We begged her to quit. Neither her father nor I could stand the sight of her misery, her despair, the pain, psychic and physical, she seemed far too young to bear. But every day she refused.
. . . At the end of a grim and brutal month, Rosie learned to read.
She came out of the ordeal with confidence in her strength and tenacity. Her parents were “stunned with pride.” It was Rosie’s victory, not theirs.
Roaring like a tiger works for some children, but others need a different sort of tiger mom, Waldman writes.
There’s an inherent flaw in the insanely perfect parenting styles of the educated classes: You drive yourself crazy or you drive your kids crazy. Or both. It’s not worth it.
Update: In a letter to the New York Post, Sophia Chua-Rubenfeld, the elder cub, writes about growing up with a tiger mom.

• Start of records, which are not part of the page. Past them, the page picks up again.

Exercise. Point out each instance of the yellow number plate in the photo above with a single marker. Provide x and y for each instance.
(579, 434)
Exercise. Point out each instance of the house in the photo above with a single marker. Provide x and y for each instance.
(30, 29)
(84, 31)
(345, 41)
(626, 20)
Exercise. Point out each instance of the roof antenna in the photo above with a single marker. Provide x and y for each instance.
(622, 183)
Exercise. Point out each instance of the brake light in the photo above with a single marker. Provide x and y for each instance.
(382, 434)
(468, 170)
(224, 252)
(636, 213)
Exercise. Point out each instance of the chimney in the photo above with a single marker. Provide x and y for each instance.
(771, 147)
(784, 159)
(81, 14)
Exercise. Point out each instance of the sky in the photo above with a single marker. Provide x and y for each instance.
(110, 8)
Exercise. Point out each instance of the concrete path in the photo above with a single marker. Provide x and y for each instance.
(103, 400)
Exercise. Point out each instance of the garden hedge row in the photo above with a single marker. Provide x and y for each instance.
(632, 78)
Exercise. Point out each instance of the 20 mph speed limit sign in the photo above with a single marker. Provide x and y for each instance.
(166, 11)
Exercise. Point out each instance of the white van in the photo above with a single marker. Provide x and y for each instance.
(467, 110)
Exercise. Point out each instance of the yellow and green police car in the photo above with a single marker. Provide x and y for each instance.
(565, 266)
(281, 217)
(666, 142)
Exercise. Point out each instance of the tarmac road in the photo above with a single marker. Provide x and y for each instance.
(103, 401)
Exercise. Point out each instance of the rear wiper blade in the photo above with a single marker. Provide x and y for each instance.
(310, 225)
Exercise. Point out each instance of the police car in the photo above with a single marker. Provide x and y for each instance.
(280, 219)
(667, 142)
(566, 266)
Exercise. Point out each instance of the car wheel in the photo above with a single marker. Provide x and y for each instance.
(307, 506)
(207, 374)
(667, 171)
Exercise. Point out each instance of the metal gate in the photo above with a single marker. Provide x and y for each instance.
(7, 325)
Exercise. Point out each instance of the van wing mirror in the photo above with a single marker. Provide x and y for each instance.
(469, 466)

Everybody’s talking about the birthday cards we once made for you, which you rejected because they weren’t good enough. Funny how some people are convinced that Lulu and I are scarred for life. Maybe if I had poured my heart into it, I would have been upset. But let’s face it: The card was feeble, and I was busted. It took me 30 seconds; I didn’t even sharpen the pencil. That’s why, when you rejected it, I didn’t feel you were rejecting me. If I actually tried my best at something, you’d never throw it back in my face.
For Sophia, living life to the fullest is “about knowing that you’ve pushed yourself, body and mind, to the limits of your own potential,” she writes. Her mother taught her to go all out.